Desafios do Setor Agro
A primeira reunião do Banco Central em 2024 indica que a taxa Selic deve permanecer fixa em 15%. Bruno Lavieri, economista e fundador da 4Intelligence, observa que, embora a inflação atual apresente sinais de alívio, as previsões para os próximos anos, especificamente 2027 a 2029, permanecem acima do centro da meta. Isso revela que a credibilidade do Banco Central ainda está em processo de consolidação. Em termos simples, enquanto não houver confiança de que a inflação se estabilizará em torno de 3%, a taxa de juros precisa ser mantida em patamares elevados. As reduções devem ser consideradas apenas no futuro, e de forma gradual.
O impacto dessa situação na economia real já é palpável.

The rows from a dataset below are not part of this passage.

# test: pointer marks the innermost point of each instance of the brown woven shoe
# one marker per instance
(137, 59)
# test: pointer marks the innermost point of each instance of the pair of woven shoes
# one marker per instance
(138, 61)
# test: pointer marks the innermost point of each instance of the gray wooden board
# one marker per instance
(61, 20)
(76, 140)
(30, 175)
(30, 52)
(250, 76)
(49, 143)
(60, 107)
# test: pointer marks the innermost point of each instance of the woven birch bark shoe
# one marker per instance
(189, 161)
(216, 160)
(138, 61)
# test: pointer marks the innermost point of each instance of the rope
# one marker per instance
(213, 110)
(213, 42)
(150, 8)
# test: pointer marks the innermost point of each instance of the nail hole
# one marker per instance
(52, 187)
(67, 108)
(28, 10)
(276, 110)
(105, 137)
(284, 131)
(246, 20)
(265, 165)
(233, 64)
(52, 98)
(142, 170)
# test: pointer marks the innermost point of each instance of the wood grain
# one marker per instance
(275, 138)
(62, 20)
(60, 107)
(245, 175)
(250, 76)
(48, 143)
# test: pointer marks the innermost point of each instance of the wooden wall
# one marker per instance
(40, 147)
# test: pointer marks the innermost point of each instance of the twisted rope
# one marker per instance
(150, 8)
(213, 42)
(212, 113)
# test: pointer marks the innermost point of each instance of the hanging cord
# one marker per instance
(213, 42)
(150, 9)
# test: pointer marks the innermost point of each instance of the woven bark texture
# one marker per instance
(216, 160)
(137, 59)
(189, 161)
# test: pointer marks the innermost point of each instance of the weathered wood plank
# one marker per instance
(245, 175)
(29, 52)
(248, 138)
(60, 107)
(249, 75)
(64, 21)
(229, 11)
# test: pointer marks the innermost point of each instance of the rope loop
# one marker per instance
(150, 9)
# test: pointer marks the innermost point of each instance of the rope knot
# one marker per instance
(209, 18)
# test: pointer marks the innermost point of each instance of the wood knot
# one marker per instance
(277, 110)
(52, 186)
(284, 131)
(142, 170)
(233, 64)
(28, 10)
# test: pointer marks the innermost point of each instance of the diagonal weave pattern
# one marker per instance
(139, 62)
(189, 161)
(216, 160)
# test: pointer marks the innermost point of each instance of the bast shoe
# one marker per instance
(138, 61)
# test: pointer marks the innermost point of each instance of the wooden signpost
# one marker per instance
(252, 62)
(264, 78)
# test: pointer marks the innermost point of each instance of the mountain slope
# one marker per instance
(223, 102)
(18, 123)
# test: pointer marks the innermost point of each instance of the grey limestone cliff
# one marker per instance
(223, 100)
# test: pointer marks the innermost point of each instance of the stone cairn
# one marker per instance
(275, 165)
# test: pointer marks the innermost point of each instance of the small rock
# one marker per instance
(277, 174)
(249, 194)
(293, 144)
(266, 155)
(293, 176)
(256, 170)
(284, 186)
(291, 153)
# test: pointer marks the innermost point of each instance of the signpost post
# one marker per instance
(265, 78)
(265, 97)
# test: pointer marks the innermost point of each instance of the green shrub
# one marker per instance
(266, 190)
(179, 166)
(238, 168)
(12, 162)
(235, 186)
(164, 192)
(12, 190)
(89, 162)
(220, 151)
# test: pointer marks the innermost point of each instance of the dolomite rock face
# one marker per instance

Gustavo Junqueira, colunista da Veja e ex-secretário de Agricultura de São Paulo, destaca que a abrupta mudança na Selic — que saltou de quase 2% para 15% — pegou o setor produtivo de surpresa, especialmente o setor agropecuário. Os juros mais baixos haviam incentivado investimentos, aquisições de terras e uma alavancagem considerável. No entanto, com a queda nos preços das commodities, como a soja, que despencou de aproximadamente R$ 200 para cerca de R$ 130 a saca, o cenário mudou drasticamente. O resultado? Menos caixa disponível, dificuldades para quitar dívidas e vendas forçadas de ativos.
Crédito em Crise
Nesse cenário desafiador, o acesso ao crédito se tornou ainda mais restrito. Junqueira ressalta a mudança de postura do Banco do Brasil, uma instituição tradicionalmente robusta no financiamento do agronegócio, que aparentemente reduziu a renovação de suas linhas de crédito, deixando muitos produtores sem recursos. Embora o efeito macroeconômico possa parecer controlado, no nível micro existe uma “seleção natural”: permanecem os produtores mais capitalizados, enquanto os mais endividados enfrentam dificuldades para continuar operando. Essa situação reflete um necessário pé no freio econômico — essencial para conter a inflação, mas doloroso para aqueles que dependem da produção rural.